TV: Do you have any advice for other young girls who want to start their own business? What challenges have you faced?
CM: My advice would be to choose something that you would do for free. Fall in love with what you do, and make it your best friend. If someone comes along and tells you that you can’t do it, that you’re dreaming too big, work a little harder, that’s when you know that you’re onto something good. There will be obstacles, embrace them. Figure them out and move head on toward the next hurdle. What’s success without a struggle? If you stay persistent, one day you’ll get to the top of the mountain you’ve been climbing and the view will take your breath away.
TV: What does body image mean to you, and can you tell us why it is so important to the inspiration behind the brand?
CM: Body image, to me, is the beauty we see in ourselves. I’m a big advocate in loving yourself. You should never feel like you need to alter your body to be beautiful. As a swimsuit brand, I think self-love is a huge factor, and Rheya’s foundation was built on that. I had a lot of moments growing up where I compared myself to the prettiest girl in school, my body to the one on the magazine cover. It felt like a never-ending black hole of negativity of never being enough. I felt that way in a school uniform and I definitely felt that way in a swimsuit.

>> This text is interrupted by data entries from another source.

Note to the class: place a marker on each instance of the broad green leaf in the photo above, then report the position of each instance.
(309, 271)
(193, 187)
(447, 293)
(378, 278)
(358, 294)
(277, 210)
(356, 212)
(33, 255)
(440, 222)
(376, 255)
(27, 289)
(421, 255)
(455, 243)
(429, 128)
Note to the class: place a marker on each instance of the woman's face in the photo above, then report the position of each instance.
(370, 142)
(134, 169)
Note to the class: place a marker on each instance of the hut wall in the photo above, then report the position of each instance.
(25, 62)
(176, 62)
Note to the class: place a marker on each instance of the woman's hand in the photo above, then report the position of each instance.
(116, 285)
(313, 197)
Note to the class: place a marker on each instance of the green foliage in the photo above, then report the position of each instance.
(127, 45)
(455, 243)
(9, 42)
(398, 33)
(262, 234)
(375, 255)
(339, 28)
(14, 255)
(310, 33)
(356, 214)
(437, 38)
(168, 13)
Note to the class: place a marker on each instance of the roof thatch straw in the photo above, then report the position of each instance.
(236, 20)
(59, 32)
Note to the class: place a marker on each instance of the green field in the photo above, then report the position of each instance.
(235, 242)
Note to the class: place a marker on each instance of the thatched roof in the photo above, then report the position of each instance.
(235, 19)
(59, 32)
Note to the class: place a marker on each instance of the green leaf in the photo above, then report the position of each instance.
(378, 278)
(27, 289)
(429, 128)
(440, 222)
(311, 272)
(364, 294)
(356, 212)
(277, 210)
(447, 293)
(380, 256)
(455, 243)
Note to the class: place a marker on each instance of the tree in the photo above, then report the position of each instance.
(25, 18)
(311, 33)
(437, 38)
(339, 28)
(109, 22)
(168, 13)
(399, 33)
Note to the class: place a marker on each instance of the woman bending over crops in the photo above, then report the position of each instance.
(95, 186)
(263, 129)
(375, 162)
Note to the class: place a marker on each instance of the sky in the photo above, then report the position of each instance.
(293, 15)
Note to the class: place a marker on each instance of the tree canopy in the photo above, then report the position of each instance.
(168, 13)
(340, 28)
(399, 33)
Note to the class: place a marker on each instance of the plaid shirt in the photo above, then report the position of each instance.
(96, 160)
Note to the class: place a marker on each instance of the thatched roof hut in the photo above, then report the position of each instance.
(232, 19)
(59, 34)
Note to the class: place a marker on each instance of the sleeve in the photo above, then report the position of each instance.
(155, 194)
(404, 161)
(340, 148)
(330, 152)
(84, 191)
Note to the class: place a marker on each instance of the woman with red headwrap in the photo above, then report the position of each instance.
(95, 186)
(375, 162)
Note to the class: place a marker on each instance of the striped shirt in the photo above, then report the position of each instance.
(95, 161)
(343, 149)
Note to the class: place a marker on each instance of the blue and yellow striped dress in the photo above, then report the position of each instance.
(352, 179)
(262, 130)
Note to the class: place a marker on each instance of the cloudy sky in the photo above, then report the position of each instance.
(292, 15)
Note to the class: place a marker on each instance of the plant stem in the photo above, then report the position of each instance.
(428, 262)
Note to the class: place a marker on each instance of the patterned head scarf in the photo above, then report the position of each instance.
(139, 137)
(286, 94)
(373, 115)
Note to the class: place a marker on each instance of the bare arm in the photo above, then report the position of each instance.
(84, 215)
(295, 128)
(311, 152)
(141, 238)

As I grew up I learned to embrace myself. A bikini should make you feel the opposite. You should feel confident, stunning, and most importantly, like yourself.
TV: What has been the most rewarding part of Rheya?

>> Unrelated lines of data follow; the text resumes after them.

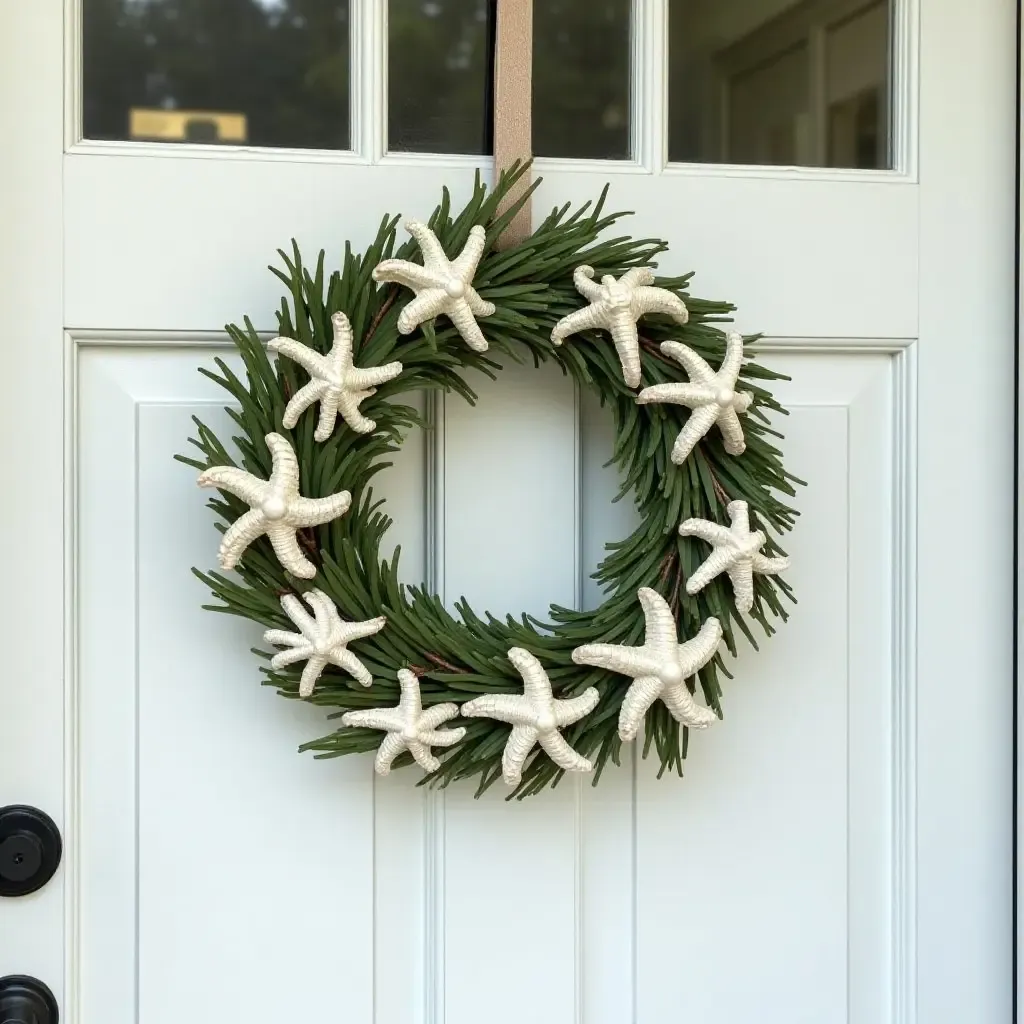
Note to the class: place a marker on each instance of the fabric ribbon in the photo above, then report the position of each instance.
(513, 113)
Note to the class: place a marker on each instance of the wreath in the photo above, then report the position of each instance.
(466, 695)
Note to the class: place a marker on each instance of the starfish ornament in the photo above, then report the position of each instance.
(323, 639)
(408, 727)
(659, 669)
(276, 509)
(334, 382)
(713, 396)
(536, 718)
(615, 306)
(736, 551)
(441, 286)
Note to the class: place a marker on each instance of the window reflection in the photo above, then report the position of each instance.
(780, 82)
(267, 73)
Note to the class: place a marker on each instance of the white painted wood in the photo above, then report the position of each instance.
(840, 847)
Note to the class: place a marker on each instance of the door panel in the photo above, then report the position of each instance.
(840, 848)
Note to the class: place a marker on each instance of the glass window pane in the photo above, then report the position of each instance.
(440, 77)
(266, 73)
(780, 82)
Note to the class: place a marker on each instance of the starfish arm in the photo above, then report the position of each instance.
(286, 657)
(428, 304)
(559, 751)
(741, 578)
(422, 756)
(286, 547)
(433, 253)
(391, 745)
(769, 566)
(570, 710)
(348, 404)
(344, 658)
(310, 392)
(433, 717)
(479, 306)
(442, 737)
(384, 719)
(359, 378)
(583, 279)
(695, 367)
(624, 334)
(465, 323)
(296, 610)
(713, 532)
(695, 653)
(717, 562)
(636, 278)
(676, 393)
(685, 710)
(517, 749)
(536, 683)
(236, 481)
(700, 421)
(739, 516)
(285, 476)
(468, 260)
(658, 300)
(503, 707)
(644, 691)
(659, 623)
(308, 358)
(400, 271)
(330, 400)
(583, 320)
(239, 536)
(732, 432)
(314, 511)
(310, 674)
(614, 657)
(733, 360)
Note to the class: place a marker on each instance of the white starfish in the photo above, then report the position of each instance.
(441, 286)
(536, 717)
(278, 509)
(659, 669)
(408, 726)
(334, 382)
(323, 639)
(713, 396)
(615, 306)
(736, 551)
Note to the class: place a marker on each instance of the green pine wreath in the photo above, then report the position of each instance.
(458, 657)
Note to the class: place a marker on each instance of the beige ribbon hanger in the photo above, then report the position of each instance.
(513, 111)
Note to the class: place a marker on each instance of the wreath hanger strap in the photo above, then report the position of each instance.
(513, 113)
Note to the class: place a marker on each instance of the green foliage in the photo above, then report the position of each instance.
(459, 656)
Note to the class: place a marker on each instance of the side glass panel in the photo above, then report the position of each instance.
(777, 82)
(265, 73)
(439, 60)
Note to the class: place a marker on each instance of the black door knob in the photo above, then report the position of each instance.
(30, 850)
(26, 1000)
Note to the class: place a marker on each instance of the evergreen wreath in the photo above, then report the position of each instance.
(418, 654)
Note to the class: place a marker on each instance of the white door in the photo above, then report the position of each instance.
(840, 849)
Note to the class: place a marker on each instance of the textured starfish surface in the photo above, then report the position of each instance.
(323, 639)
(334, 382)
(276, 509)
(659, 669)
(713, 396)
(736, 551)
(615, 306)
(441, 286)
(536, 718)
(408, 727)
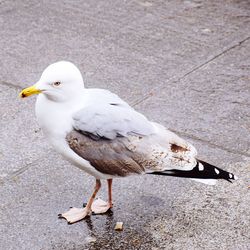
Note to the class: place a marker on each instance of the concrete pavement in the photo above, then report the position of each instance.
(185, 64)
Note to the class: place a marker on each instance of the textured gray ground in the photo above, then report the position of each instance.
(185, 64)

CM: I’ve gotten some emails from girls thanking me for leaving stretch marks on the photos on our website, telling me how much of impact it made on them and how it helped them feel confident having stretch marks of their own. There really isn’t a better reward than helping someone turn what they thought was a flaw, into beauty.
TV: What is your favorite style from the line? And why?

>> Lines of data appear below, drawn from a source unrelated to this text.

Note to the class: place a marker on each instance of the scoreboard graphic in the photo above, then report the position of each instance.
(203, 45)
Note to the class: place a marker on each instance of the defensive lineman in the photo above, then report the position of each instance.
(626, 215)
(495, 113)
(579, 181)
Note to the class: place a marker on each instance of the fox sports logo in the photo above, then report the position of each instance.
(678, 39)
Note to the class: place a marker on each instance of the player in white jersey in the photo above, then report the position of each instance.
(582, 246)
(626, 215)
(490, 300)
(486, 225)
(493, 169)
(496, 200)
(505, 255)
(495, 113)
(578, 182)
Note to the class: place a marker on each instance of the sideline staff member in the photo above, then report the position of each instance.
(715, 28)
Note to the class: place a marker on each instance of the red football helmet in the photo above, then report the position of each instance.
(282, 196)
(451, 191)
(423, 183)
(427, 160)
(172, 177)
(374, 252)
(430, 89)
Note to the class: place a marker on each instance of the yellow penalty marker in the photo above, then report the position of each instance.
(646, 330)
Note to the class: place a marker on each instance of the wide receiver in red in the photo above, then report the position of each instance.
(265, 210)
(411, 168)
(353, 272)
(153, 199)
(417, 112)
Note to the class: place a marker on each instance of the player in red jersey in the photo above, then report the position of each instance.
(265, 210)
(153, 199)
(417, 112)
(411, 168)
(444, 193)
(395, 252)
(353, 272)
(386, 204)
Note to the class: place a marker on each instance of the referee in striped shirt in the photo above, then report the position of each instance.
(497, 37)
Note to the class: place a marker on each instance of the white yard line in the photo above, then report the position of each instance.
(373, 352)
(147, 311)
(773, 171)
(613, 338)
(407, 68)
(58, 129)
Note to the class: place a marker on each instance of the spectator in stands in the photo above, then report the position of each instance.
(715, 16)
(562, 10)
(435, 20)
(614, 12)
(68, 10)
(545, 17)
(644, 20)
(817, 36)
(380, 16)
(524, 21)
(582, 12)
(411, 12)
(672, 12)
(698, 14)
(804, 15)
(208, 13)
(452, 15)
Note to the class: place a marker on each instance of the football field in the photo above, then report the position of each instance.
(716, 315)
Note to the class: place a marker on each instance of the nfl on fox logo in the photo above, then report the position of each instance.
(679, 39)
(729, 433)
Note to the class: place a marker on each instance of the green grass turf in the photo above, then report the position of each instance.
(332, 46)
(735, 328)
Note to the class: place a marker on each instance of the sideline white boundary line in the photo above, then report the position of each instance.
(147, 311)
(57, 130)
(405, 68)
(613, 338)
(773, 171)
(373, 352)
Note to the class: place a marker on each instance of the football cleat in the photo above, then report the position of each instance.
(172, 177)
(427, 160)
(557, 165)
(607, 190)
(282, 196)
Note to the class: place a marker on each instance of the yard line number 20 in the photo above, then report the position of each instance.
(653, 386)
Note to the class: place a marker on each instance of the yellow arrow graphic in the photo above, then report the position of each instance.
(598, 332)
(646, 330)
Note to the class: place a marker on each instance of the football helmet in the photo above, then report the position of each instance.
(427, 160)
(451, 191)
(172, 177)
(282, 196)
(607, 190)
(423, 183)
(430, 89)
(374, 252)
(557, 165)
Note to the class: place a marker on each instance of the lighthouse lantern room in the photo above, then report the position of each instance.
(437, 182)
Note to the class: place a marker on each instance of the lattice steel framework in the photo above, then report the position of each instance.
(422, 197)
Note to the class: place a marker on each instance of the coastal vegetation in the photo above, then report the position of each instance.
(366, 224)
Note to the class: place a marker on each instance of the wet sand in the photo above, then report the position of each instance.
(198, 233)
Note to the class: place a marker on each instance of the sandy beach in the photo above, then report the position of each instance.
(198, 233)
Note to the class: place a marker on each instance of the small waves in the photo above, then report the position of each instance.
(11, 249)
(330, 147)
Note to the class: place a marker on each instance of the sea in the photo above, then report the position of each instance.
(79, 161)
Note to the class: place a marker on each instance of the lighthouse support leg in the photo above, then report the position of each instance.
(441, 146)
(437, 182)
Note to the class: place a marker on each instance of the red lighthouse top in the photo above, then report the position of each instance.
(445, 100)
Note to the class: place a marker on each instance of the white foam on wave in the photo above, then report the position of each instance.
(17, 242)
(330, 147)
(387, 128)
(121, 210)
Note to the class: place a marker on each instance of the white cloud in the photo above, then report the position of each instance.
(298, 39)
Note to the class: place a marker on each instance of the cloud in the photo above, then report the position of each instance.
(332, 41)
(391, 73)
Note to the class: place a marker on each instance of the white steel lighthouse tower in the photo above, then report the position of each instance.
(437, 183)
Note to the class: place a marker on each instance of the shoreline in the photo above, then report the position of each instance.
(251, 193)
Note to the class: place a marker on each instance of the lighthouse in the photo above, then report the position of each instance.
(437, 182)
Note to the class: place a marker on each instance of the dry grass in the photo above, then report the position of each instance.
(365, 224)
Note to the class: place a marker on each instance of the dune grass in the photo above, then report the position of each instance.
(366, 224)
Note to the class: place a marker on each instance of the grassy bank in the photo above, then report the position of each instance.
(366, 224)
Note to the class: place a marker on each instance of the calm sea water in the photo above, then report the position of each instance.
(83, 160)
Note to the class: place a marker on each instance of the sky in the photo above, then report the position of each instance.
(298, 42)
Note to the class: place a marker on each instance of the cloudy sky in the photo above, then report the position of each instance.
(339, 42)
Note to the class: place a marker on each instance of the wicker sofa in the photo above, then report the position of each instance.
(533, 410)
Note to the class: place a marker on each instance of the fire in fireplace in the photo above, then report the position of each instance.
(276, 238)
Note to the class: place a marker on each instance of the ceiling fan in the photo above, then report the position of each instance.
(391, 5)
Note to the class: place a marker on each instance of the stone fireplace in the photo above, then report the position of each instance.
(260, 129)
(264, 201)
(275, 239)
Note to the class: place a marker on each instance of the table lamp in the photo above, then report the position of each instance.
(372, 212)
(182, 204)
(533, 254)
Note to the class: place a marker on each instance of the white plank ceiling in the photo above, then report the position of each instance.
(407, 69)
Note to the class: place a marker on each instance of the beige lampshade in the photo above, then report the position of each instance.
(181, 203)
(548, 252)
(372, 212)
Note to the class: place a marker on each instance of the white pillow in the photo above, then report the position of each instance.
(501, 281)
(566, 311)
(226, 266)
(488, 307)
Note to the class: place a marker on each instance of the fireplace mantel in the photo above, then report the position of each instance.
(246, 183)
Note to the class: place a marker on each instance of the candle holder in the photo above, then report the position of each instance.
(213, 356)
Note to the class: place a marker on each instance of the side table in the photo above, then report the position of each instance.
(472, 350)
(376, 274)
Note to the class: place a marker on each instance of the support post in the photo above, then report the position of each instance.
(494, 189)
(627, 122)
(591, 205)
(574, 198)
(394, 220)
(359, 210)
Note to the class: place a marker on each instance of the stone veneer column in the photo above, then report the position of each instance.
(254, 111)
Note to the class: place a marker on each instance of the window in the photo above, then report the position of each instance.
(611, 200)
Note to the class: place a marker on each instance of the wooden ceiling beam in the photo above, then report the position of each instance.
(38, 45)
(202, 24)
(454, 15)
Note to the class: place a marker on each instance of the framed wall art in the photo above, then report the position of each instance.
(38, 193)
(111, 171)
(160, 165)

CM: That’s like asking your mom to pick a favorite child. I’ve fallen in love with each style, there’s no way I can choose one. Lately, I’ve been wearing The Bali suit a lot. I love the hourglass effect I see when I wear it.
TV: Your swim line is supposed to be for everyone and all body types, can you talk about how your pieces accomplish this?
CM: I decided to take a minimalistic approach to the design. I stuck to three colors, black, blush, and white. I wanted to stay away from crazy patterns, so that the focus is on the person wearing the suit instead of the suit itself. All of the designs are meant to accentuate various parts of the female figure. The majority of the line focuses on accentuating the waist and giving an hourglass figure. Each suit is seamless, to avoid lumpiness and pulling, as a seam can easily pull a little too tight. The fabric is double lined and hugs the body. Every style was made with enhancing femininity and embracing all curves in mind.
TV: Do you see the line progressing in the next couple of years or will you stick to your body positive classic styles and colors?
CM: Rheya will definitely progress over the years. I’m not sure what styles I’ll add and if I’ll throw in some new colors but I am sure that body positivity will always be a part of it.